Donato spent 3 years there before being transferred to England, where he spent another 3 years working on a farm. When he returned from the war, Donato went back to his previous jobs.

In 1955, Donato immigrated to Toronto, Canada, leaving Teresa and their two children in Italy. He began working at Cascone Sewer Construction Co. Initially, he planned to only stay here for a few years, and send money back to his family in Italy. However, after three years on the job, Donato decided to stay in Canada permanently, and Teresa and their children joined him in Canada.

At Cascone, Donato worked laying the pipes, a job he enjoyed. At the same time, Teresa was working picking beets on a beet farm near Eglinton and Dufferin. Donato said that at that time, there were no houses in the area, and he was working to put in the sewers for houses that would later be built in the Dufferin and Lawrence area. He worked at Cascone for 10 years, before suffering a serious injury.

He was riding a bus in the Dufferin and Eglinton area when something went wrong. While attempting to turn left, the driver lost control of the bus, which spun out of control, completing three or four circles before crashing into a tree. Donato broke his neck as a result of the crash, and was no longer able to work in construction. Instead he took a lighter job doing maintenance in condominiums.

Today, at 100 years old, Donato spends his time in exercise class and socializing with other residents. He looks no more than 80, and is constantly on the move. He enjoys a good game of cards with friends, and can often be found making sure that people haven’t left the television on in the activity room, because it wastes power. As a resident ambassador, he has made it his mission to make sure all new residents feel welcome.
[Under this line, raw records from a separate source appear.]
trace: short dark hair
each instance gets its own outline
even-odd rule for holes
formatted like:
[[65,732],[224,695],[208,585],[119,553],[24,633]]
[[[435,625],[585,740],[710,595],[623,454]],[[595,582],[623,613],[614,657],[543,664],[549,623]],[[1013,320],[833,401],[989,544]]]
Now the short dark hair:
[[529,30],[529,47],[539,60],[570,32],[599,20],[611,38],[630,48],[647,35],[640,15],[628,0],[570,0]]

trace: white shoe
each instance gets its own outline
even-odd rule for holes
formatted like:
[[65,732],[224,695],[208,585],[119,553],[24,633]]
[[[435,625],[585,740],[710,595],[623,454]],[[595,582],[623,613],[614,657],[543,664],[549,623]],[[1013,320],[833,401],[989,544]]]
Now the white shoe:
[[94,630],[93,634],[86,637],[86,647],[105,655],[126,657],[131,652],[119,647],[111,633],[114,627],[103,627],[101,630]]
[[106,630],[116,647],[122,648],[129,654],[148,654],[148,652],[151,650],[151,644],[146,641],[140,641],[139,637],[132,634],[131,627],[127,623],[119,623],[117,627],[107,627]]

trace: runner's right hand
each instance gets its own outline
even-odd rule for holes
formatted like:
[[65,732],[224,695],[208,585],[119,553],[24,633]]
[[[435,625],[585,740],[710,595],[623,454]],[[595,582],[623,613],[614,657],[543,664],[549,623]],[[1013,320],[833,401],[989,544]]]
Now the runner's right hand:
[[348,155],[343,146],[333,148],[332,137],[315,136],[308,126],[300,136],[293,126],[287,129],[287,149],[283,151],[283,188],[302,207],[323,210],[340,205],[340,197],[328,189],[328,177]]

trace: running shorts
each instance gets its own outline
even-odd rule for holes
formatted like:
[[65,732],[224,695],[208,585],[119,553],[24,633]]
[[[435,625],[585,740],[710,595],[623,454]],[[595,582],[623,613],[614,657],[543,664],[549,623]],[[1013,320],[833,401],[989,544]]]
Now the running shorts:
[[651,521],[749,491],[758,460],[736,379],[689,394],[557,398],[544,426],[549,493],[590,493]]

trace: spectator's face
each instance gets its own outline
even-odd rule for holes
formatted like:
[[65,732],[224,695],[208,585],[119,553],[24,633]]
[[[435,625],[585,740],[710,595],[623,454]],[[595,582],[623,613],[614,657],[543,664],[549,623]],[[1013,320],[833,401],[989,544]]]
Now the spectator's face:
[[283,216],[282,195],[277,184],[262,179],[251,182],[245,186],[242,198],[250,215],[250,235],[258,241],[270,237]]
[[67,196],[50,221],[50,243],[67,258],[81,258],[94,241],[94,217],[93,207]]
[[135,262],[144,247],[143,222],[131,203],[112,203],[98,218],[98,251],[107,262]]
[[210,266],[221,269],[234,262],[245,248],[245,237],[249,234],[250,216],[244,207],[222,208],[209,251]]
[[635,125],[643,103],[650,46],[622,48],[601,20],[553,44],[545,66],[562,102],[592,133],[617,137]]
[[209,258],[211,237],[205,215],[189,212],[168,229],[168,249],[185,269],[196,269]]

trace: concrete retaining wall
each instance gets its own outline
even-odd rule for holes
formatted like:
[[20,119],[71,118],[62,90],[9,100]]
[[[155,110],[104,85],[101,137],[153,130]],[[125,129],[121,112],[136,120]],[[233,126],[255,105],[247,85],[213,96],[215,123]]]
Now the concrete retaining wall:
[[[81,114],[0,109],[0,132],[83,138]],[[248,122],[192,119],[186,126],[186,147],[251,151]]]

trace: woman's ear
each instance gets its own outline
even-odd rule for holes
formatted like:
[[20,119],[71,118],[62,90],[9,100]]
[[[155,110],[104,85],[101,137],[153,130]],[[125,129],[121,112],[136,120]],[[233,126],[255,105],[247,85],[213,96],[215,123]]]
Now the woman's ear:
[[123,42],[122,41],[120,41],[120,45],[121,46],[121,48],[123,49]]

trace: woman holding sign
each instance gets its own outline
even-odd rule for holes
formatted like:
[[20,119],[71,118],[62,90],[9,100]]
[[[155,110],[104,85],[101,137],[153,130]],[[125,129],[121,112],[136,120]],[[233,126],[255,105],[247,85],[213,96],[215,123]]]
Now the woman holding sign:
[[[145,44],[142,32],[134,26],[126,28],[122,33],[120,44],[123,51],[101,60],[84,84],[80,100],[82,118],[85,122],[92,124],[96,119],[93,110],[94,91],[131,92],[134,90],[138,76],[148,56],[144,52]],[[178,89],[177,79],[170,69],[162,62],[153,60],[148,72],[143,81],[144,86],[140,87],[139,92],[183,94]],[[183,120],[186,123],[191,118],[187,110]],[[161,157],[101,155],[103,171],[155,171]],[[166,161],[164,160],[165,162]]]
“He's very warm and inviting,” Sonia said about Donato. “If he sees anybody sitting alone at the coffee bar he always goes to sit with them.”

In recognition of Donato’s exceptional heart, an annual award has been created in his name. The Donato Panacci Spirit Award will be presented annually to the resident who most embodies what it means to be a resident ambassador, and they will receive their name engraved on a plaque. Key criteria for the award include: Respect for everyone who lives or works at the community, being friendly and welcoming to all who enter, being understanding and accepting of others’ differences, being encouraging and helpful to others, and possessing a kind heart and a positive spirit. These attributes, after all, are truly what define Donato.